John Levesque, levesque@apri.com
Dennis Goodrow, dgoodrow@mindscape.com
Fortran-90 to Fortran-77 translator
Working solo for a year, I analyzed, designed and implemented a translator for converting all the features of Subset High Performance Fortran (HPF) to Fortran-77 including array syntax, WHERE statements, FORALL statements, Fortran-90 array manipulation, query and reduction intrinsics, array-valued functions, array constructors, attributed declarations and numerous other F90 features.
Because the translator:
- Re-used temporary array variables (required far less memory at run-time),
- Created only LHS (left-hand-side) temporaries so that a five-point stencil assignment required only one temporary array instead of four,
- Internally used a fairly elegant and highly recursive method of representing most Fortran-90 constructs as FORALL statements,
- And used array decomposition and alignment information from HPF directives to select the best outermost loop generated from a sequence of FORALLs fused into the same loop nest,
APR was able to terminate a joint marketing arrangement with Kuck and Associates (saving $48K/year plus royalties) whose KAP precompiler had been used previously for the Fortran-90 to Fortran-77 translation.
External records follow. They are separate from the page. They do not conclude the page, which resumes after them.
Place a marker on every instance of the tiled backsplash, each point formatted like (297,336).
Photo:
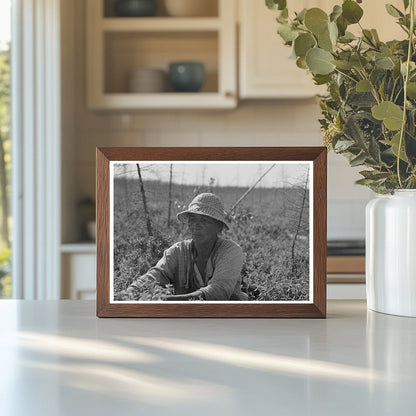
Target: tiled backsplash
(253,123)
(258,123)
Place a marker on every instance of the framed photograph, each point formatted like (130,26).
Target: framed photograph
(211,232)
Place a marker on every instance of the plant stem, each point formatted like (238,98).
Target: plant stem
(405,81)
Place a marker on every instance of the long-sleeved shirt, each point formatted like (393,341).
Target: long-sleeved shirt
(222,280)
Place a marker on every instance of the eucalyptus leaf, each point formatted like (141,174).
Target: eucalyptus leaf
(343,145)
(374,150)
(358,61)
(375,35)
(333,32)
(391,114)
(303,43)
(301,15)
(358,160)
(316,20)
(374,174)
(393,11)
(325,42)
(319,61)
(276,4)
(368,36)
(321,79)
(354,132)
(394,143)
(301,63)
(345,65)
(342,25)
(411,90)
(351,11)
(363,86)
(347,37)
(384,62)
(336,12)
(287,33)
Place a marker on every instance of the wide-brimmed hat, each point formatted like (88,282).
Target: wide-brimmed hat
(206,204)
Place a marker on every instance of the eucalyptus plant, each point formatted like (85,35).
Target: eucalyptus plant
(369,111)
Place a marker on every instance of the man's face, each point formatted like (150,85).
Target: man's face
(203,228)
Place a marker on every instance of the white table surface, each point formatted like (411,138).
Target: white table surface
(57,358)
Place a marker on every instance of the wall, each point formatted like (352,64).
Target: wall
(253,123)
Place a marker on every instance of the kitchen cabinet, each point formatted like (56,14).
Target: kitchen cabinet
(118,45)
(265,70)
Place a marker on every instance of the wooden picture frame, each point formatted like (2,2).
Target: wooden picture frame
(110,160)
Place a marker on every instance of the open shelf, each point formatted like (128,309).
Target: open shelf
(118,45)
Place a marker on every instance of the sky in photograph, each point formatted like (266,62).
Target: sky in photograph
(5,20)
(239,174)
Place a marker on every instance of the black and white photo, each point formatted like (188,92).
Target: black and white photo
(211,231)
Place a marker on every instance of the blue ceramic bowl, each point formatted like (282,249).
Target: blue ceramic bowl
(186,76)
(135,8)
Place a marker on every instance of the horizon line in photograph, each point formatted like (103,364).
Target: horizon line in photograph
(217,173)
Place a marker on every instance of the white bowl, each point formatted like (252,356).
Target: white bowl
(191,8)
(147,80)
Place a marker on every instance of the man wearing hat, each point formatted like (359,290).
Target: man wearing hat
(205,267)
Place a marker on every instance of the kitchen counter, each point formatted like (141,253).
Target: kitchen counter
(57,358)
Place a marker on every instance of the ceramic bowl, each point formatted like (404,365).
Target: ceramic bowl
(135,8)
(147,80)
(186,76)
(191,8)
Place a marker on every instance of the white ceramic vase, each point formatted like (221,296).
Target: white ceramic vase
(391,253)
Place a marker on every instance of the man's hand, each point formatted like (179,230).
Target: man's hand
(197,295)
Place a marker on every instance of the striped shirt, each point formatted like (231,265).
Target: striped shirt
(222,280)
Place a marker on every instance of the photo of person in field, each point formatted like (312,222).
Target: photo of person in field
(183,238)
(205,267)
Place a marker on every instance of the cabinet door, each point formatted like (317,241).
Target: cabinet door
(265,68)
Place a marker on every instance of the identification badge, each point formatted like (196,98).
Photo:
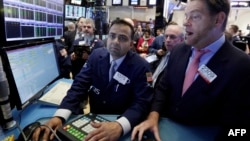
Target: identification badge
(207,74)
(121,78)
(81,43)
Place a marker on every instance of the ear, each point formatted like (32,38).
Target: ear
(220,18)
(131,44)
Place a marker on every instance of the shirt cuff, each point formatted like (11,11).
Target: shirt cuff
(64,113)
(126,127)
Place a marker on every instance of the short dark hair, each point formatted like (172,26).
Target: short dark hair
(234,27)
(123,22)
(216,6)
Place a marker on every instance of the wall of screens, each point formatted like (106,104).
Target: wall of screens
(31,19)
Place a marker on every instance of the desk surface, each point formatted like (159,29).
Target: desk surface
(169,130)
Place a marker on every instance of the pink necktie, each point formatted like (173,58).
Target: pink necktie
(192,69)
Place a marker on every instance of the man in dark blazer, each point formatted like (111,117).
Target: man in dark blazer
(89,41)
(127,94)
(219,94)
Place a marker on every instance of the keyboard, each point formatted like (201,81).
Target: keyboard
(55,95)
(79,128)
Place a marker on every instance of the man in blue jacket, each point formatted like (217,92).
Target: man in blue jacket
(127,93)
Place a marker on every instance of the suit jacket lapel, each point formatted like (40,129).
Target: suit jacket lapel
(104,65)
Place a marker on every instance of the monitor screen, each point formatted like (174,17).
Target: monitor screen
(32,19)
(89,12)
(77,2)
(31,69)
(151,2)
(74,11)
(134,2)
(117,2)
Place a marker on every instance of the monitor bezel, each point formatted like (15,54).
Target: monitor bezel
(76,3)
(9,42)
(130,3)
(149,4)
(14,95)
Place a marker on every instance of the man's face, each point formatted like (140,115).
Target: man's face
(172,36)
(87,29)
(80,24)
(119,40)
(199,24)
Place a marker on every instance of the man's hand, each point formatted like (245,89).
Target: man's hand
(105,131)
(54,123)
(150,124)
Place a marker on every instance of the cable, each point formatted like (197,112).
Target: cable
(52,132)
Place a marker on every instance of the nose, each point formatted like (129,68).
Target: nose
(186,22)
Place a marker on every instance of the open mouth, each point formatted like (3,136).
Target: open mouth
(189,33)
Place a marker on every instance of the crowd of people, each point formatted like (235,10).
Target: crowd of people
(199,78)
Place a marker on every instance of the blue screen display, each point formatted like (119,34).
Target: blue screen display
(33,68)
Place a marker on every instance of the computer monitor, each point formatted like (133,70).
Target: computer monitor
(116,2)
(31,19)
(74,11)
(30,68)
(134,2)
(151,2)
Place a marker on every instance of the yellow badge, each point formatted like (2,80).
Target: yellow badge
(149,76)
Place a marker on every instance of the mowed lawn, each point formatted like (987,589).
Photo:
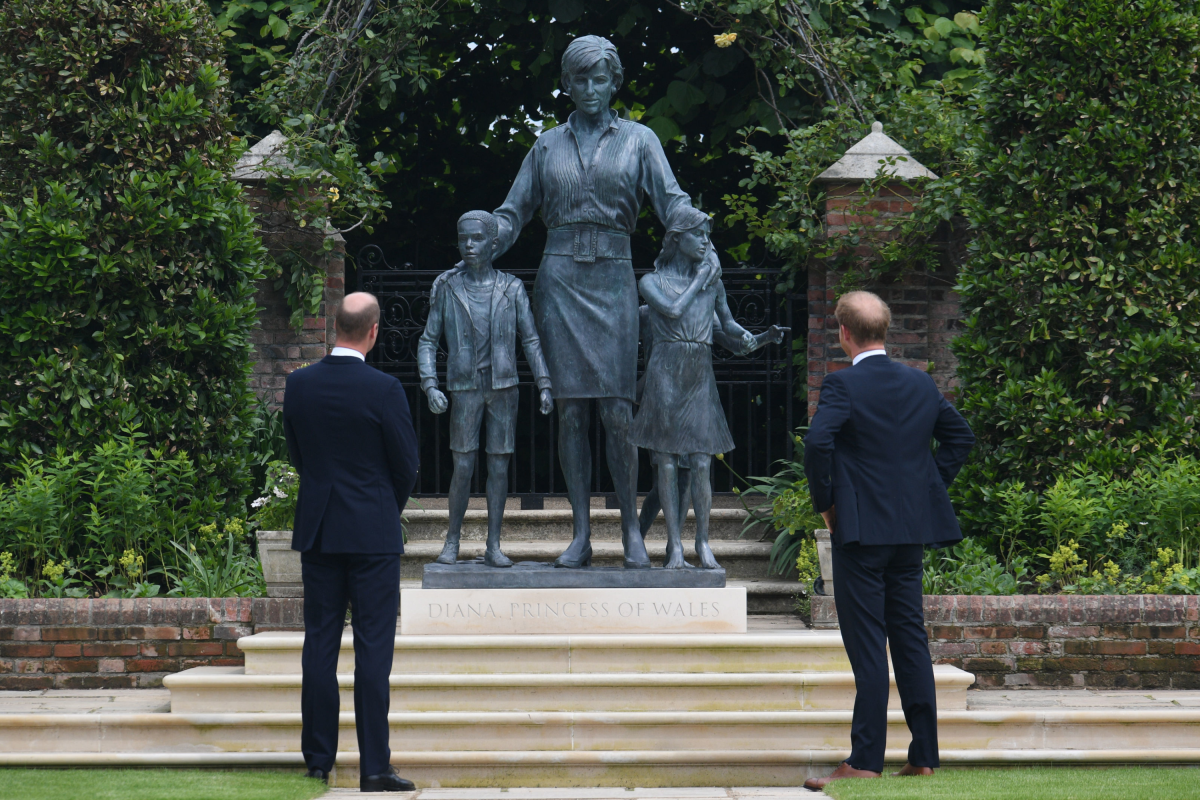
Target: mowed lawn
(1029,783)
(155,785)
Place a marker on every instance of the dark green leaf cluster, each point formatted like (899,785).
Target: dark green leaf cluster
(1081,286)
(127,257)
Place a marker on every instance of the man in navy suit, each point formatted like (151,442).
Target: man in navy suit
(351,439)
(882,492)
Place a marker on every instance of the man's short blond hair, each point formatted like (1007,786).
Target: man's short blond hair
(354,323)
(865,317)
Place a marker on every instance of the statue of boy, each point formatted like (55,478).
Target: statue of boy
(480,311)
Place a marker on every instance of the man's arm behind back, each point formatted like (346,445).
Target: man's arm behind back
(954,441)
The translator is now marketed as zAPR
Thinking Machines Contracts
Implemented a "firewall" feature that freed the TMC CMAX programmer from worrying about whether an array resided on the FE (Front-End) or CM (Connection Machine) by creating routine wrappers for calls out of context and copying the needed arrays to (and from if necessary) their new locations ("homes" in TMC-lexicon) in memory.
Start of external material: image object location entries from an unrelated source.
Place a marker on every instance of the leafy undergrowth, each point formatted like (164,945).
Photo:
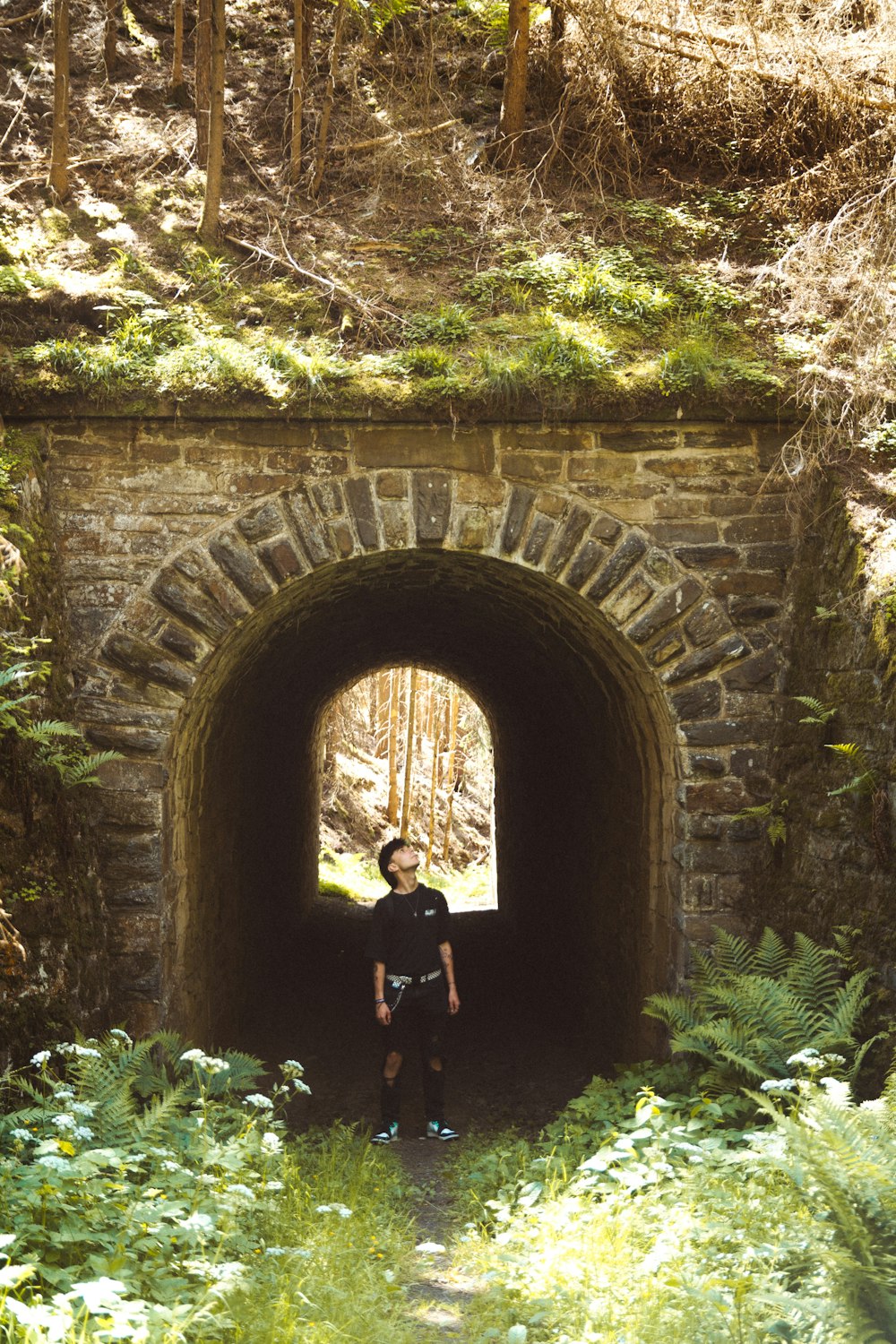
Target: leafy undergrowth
(657,1209)
(150,1193)
(556,327)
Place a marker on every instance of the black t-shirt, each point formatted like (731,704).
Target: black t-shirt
(408,930)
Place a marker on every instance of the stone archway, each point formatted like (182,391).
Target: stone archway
(551,609)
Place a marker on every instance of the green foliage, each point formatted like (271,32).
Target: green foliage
(818,711)
(866,780)
(47,744)
(841,1159)
(751,1008)
(449,324)
(772,814)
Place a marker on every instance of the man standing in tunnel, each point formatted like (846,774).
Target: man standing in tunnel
(414,988)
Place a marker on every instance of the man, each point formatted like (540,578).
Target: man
(414,988)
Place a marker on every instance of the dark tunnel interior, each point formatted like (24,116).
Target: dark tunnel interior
(583,763)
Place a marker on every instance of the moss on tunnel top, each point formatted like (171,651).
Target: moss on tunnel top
(619,312)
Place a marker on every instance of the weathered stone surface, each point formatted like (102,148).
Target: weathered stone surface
(432,505)
(719,796)
(241,566)
(147,661)
(745,610)
(584,564)
(668,607)
(668,647)
(514,518)
(281,558)
(707,556)
(629,599)
(538,539)
(328,497)
(763,529)
(705,624)
(704,660)
(392,486)
(619,438)
(616,566)
(718,733)
(699,702)
(363,510)
(532,467)
(753,672)
(686,532)
(571,532)
(343,539)
(308,530)
(702,762)
(458,451)
(263,521)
Studied and wrote a 40-page report/proposal about the features of a CM-Fortran (CMF) to High Performance Fortran (HPF) translator and later implemented the deliverable CMF2HPF utility.
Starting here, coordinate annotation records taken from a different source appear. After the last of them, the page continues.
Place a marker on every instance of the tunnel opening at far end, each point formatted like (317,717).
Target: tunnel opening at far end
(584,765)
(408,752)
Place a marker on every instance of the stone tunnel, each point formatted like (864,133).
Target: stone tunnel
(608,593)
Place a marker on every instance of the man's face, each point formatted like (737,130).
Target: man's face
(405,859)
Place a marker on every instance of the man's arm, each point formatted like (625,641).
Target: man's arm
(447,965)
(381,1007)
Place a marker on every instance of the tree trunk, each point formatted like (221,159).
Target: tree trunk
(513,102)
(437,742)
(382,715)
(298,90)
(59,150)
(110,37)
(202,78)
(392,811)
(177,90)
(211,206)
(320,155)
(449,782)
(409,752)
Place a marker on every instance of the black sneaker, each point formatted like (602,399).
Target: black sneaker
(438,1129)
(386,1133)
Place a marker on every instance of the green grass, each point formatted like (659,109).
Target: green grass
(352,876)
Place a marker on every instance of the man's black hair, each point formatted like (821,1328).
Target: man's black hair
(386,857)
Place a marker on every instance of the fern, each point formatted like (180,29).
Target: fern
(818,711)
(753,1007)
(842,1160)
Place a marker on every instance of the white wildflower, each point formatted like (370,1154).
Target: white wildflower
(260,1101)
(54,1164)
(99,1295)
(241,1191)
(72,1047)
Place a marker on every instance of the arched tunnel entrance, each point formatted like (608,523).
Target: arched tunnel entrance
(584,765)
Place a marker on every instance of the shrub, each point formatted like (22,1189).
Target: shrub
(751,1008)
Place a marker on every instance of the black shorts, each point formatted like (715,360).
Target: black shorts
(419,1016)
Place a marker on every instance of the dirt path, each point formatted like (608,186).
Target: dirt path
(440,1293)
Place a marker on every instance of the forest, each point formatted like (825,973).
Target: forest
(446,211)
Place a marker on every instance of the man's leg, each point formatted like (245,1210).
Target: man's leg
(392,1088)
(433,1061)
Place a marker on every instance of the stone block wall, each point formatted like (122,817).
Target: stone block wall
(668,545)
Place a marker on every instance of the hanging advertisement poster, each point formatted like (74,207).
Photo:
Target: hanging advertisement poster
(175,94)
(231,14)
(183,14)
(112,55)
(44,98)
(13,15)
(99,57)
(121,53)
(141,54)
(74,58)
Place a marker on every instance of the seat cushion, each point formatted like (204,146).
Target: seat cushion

IBM Power-4 Contract Phase II
Designed a more precise (efficient) algorithm for controlling cache-flushing on the Power-4.
IBM Power-4 Contract Phase I
As part of a three-person team, I designed and implemented Fortran code restructuring for the IBM Power 4, a shared-memory (except for a small "local memory"), modestly parallel architecture with software-controlled cache flushing. The challenge was to delegate the minimum number of loop iterations possible to each processor that would still assure no cache-line conflicts for array and scalar variables written (assigned) within a parallelizable loop. When iterations were unknown at compile-time, a "red-black" ordering of loop iteration chunks was used.